Live chicken shops exist all over India, where rising incomes fuel demand for fresh chicken. THE CANADIAN PRESS/Aleksandra Sagan

Farmers will also be required to obtain a veterinarian's prescription for all remaining medically important antibiotics that are still available over-the-counter starting Dec. 1.

The new policies and regulations have been a long time coming. In 2002, a task force first identified problems with growth promotants and the loophole that allowed farmers to import antibiotics for use in their animals with little oversight.

Canada has been slower to curb antibiotic use in agriculture than most other members of the G7, aside from the U.S. whose changes it followed, says John Prescott, a University of Guelph professor who sat on the board for the now-defunct Canadian committee on antibiotic resistance. The committee produced a national action plan in 2004. It was never implemented.

The European Union, by contrast, banned adding antibiotics to animal feed to promote growth at the beginning of 2006.
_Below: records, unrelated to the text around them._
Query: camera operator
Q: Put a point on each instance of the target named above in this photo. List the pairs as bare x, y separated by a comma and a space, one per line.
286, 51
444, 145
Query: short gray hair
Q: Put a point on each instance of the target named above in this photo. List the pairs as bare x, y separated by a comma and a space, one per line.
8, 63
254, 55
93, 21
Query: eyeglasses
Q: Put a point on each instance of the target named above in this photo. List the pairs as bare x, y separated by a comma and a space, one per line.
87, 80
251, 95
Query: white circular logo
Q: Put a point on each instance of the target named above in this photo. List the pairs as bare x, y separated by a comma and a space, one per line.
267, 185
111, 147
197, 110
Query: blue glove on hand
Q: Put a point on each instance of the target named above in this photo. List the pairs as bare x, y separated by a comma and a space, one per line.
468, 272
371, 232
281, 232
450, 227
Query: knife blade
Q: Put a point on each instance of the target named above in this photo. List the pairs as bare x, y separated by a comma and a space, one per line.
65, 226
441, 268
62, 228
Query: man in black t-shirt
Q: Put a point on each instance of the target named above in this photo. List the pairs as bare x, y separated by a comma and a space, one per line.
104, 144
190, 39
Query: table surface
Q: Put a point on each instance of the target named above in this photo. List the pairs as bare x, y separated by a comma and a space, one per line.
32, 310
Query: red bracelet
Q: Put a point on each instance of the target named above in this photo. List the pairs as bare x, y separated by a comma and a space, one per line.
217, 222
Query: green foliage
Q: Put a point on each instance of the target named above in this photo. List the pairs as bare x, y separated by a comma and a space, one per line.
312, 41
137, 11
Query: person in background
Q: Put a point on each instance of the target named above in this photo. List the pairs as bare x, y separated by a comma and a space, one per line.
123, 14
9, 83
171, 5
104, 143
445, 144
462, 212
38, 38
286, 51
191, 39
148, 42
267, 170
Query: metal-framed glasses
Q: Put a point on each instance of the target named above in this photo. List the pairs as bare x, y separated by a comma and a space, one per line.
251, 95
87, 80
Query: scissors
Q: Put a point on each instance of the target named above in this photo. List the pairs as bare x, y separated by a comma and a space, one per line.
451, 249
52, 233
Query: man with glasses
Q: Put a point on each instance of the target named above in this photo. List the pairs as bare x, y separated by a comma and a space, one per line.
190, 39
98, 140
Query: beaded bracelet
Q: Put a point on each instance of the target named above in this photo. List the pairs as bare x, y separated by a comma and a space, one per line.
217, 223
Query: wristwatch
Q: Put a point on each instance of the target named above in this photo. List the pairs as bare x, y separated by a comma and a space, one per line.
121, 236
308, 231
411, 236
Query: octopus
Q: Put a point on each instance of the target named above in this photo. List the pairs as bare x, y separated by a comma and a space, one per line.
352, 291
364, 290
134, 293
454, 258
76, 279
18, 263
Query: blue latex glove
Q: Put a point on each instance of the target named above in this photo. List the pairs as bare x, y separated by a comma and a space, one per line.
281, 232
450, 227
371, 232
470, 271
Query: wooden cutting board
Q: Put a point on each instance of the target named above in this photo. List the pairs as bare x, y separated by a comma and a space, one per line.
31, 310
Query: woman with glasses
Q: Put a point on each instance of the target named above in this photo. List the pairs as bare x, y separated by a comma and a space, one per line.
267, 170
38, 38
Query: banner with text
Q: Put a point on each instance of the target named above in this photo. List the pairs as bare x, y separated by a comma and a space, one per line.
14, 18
Even as Indian farmers operate under the assumption that government changes are just a few years away, experts anticipate that farm use of medicine will only rise in the coming years amid a surge in demand as Indians' incomes rise and more people can afford to add animal protein to their diets.
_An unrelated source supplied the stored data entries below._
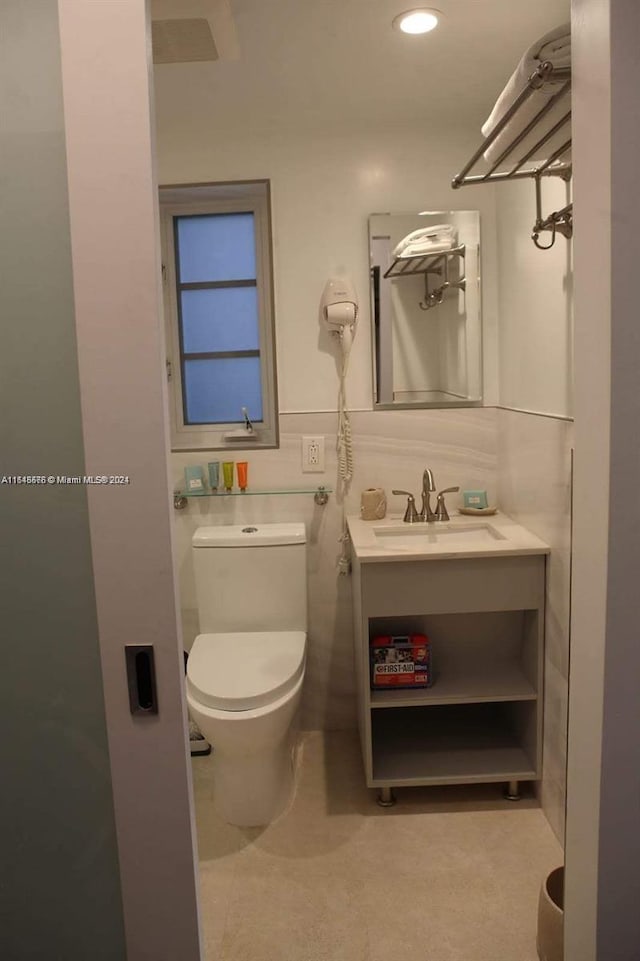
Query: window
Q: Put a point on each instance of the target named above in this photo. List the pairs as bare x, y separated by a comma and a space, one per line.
219, 308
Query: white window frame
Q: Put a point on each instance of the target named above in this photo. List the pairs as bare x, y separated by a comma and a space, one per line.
234, 197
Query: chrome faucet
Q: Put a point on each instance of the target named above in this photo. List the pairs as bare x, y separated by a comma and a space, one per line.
428, 487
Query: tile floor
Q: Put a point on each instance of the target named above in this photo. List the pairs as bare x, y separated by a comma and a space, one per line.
448, 874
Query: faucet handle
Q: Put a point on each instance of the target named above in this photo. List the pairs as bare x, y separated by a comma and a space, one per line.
411, 514
441, 509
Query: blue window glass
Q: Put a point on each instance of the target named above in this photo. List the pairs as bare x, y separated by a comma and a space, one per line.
216, 247
216, 390
221, 318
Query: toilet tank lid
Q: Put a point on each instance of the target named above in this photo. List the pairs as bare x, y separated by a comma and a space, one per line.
249, 535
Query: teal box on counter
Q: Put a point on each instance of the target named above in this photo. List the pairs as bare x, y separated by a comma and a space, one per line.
475, 499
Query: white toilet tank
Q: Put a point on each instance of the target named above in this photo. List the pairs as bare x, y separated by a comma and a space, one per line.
251, 577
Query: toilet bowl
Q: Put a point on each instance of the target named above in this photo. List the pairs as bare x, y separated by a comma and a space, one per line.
247, 713
246, 669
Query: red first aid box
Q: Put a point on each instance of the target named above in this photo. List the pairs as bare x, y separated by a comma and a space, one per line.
400, 660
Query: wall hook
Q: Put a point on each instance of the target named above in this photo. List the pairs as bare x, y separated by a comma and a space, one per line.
535, 235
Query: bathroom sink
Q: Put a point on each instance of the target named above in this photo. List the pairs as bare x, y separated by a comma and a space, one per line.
391, 540
415, 537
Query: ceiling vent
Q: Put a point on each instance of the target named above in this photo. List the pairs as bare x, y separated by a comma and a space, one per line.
188, 31
182, 41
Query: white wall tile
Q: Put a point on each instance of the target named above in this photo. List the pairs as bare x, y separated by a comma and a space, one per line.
534, 487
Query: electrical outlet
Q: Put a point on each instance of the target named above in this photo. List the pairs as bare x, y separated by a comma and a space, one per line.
313, 455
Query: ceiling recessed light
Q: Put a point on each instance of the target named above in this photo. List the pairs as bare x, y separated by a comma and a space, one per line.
421, 20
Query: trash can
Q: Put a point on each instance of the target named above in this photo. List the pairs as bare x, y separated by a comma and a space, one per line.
550, 940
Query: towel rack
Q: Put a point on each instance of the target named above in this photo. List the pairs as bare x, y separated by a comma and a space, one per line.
435, 263
560, 221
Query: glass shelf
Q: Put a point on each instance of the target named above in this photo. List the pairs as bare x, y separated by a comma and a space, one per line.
320, 494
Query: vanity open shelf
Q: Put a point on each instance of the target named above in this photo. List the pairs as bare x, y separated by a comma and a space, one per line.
481, 720
458, 744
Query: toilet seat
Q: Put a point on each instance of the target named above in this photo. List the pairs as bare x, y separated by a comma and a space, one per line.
245, 670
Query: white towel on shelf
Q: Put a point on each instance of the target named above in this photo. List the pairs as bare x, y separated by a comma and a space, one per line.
556, 48
427, 240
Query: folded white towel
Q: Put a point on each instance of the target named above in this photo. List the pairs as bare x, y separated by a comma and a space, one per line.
442, 236
555, 47
420, 248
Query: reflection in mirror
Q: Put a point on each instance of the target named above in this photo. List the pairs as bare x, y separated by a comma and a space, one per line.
425, 307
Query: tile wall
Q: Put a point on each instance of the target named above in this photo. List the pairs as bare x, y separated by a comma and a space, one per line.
534, 487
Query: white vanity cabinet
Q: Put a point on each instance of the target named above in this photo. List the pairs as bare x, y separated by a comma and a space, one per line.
481, 720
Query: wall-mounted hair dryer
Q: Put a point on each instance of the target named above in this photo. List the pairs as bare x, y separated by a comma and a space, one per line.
339, 304
339, 309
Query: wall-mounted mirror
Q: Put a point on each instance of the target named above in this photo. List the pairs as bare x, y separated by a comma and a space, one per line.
425, 308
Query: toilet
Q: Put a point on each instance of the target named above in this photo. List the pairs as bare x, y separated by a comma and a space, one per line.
246, 669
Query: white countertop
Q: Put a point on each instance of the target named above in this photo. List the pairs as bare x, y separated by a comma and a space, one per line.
493, 535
Estimates suggest demand for poultry meat will jump by about 850 per cent in the country between 2000 and 2030.

India's use of antibiotics on farms is expected to nearly double by 2030 and grow to four per cent of global share, says Van Boeckel's study. Areas of high antimicrobial consumption in India will grow 312 per cent by that year and while India maintains its fourth spot, Germany will fall from the top five, it projects.

India has shifted toward cost-efficient production systems that need antibiotics to keep animals healthy and stay productive, driving antimicrobial resistance, according to the study.

Despite the projected onslaught, the Indian government has yet to implement any heavy regulations around antibiotic use on poultry farms. Even if the farmers are right and it does crack down, there's no guarantee of curbed overall antibiotic use.

Canada's decision to remove growth promotion claims from medically important antibiotics, for example, excludes those that are not considered a top health-care priority which are still used by some Canadian cattle ranchers.

The move also won't stop farmers from potentially using those same medicines for different reasons, though they will require a veterinarian's prescription.

Operators in both countries seem resistant to too much change, fretting over slim profit margins and their ability to care for their animals.

Rai's pre-emptory moves are not without their burden.

He has tracked a measurable difference in the quality of the chickens that consume antibiotics and those that do not; antibiotic-free chickens take two to three more days to grow to a selling size, and mortality among those flocks is higher.

Eighteen-year-old Madhum Kumar’s first job is working on a chicken farm. He hauls about a dozen sacks of feed daily into the coop to feed his 8,000 charges. THE CANADIAN PRESS/Aleksandra Sagan

Rai pulls a stack of record books from his operation's 80 farms onto his desk, flipping through them to find examples of antibiotic-free flocks.

He points to one that did not receive medicine and developed a plague of gout. More than nine per cent of the flock died and the birds that lived required 39 days to reach roughly 1.75 kilograms.

He opens another booklet, this time from a farm where the workers fed chickens antibiotics. In 39 days, just 3.3 per cent died and the flock grew to an average of 2.3 kilograms apiece.

Antibiotic use in food animals

Chicken prices in the country are set daily and per kilogram, so that extra 600 grams in the second flock amounts to a significant profit boost.

Canadian ranchers worry they'll pay more for medications after Dec. 1 when a veterinarian's prescription will be required.

"I think you won't find many demographics as frugal as ranchers," says Tara Davidson, a 35-year-old cattle farmer in Saskatchewan.

"We're worried about our bottom line at the end of the day."